Commonwealth Observer Group currently in Uganda will base their findings on the credibility of the electoral process and see whether the elections will be conducted according to the Standards for Democratic Elections to which Uganda is a party.
This decision follows a meeting between opposition politicians and the commonwealth observers’ team during which the former complained that the ruling party in Uganda, led by Incumbent president Museveni, had connived with electoral commission to inflate the East African country’s voters’ register and also was using public funds to bribe voters.
Addressing journalists in Kampala Monday, Commonwealth Observers Group chairperson, Dame Billie Miller said: "We have been approached by opposition complaining about the voters register being inflated. We met officials from Electoral commission and told them about it. They promised to clean it up before the elections on Friday."
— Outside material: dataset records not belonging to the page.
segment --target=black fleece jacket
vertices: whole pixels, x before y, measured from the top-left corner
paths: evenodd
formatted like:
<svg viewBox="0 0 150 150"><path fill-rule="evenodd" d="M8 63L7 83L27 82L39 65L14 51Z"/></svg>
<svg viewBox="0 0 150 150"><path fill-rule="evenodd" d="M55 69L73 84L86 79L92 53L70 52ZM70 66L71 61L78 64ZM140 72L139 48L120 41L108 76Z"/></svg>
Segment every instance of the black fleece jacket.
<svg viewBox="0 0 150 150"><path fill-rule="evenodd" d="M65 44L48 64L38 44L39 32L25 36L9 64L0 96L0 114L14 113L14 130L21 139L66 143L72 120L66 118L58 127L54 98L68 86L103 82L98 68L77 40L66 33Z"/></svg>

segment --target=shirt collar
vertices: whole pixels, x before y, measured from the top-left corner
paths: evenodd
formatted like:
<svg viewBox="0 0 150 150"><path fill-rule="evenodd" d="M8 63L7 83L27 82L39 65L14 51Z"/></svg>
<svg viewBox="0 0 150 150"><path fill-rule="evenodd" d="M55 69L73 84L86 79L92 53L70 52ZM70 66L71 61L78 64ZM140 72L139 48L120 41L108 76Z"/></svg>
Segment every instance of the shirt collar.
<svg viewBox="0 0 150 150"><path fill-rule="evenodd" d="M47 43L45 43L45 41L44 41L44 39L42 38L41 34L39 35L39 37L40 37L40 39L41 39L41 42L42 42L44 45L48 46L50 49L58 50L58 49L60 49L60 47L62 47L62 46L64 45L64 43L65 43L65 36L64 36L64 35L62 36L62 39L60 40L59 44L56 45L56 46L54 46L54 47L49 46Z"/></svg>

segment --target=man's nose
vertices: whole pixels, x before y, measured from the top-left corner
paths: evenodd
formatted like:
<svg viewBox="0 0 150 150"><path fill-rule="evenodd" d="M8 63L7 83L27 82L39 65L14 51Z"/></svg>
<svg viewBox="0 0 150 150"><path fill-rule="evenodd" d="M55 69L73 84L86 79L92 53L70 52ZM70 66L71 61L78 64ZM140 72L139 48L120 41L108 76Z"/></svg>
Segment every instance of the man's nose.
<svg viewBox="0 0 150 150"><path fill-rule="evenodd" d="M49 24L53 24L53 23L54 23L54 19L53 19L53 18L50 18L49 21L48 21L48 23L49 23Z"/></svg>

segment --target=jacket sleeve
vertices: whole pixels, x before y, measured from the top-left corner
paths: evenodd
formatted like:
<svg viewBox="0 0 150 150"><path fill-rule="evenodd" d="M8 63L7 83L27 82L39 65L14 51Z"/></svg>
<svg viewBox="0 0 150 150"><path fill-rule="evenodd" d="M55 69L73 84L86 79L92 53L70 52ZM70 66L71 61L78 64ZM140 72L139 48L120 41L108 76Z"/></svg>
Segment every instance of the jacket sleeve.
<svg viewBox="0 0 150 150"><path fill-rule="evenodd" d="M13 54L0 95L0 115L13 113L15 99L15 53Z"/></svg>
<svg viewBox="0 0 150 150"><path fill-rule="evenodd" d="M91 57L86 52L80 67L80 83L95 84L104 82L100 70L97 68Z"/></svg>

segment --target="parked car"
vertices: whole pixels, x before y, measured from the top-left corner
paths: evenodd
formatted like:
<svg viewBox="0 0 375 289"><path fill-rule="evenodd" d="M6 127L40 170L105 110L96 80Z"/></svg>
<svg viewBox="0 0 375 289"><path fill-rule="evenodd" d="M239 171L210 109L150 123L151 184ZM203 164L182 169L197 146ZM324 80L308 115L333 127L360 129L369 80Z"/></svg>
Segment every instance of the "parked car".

Dame Billie Miller said the observer team, which is also meant to consider whether conditions for free and competitive elections is adhered to, also received reports on bribery. "We have had reports of bribery. We are following it up but it is not easy to prove". And according to her, the issue of bribery will be focused in the group’s findings.
She however emphasized that people can vote other wise on the voting day despite one’s ability to influence the electorate: ’"We have been informed that voters in Uganda can accept bribes given to them but vote candidates of their choice".
Uganda is to hold presidential and parliamentary elections on February 18th. Seven opponents, including one woman, will be running against incumbent president Museveni, who is highly tipped to win by previous three opinion polls which have indicated that he will win by over 60 per cent.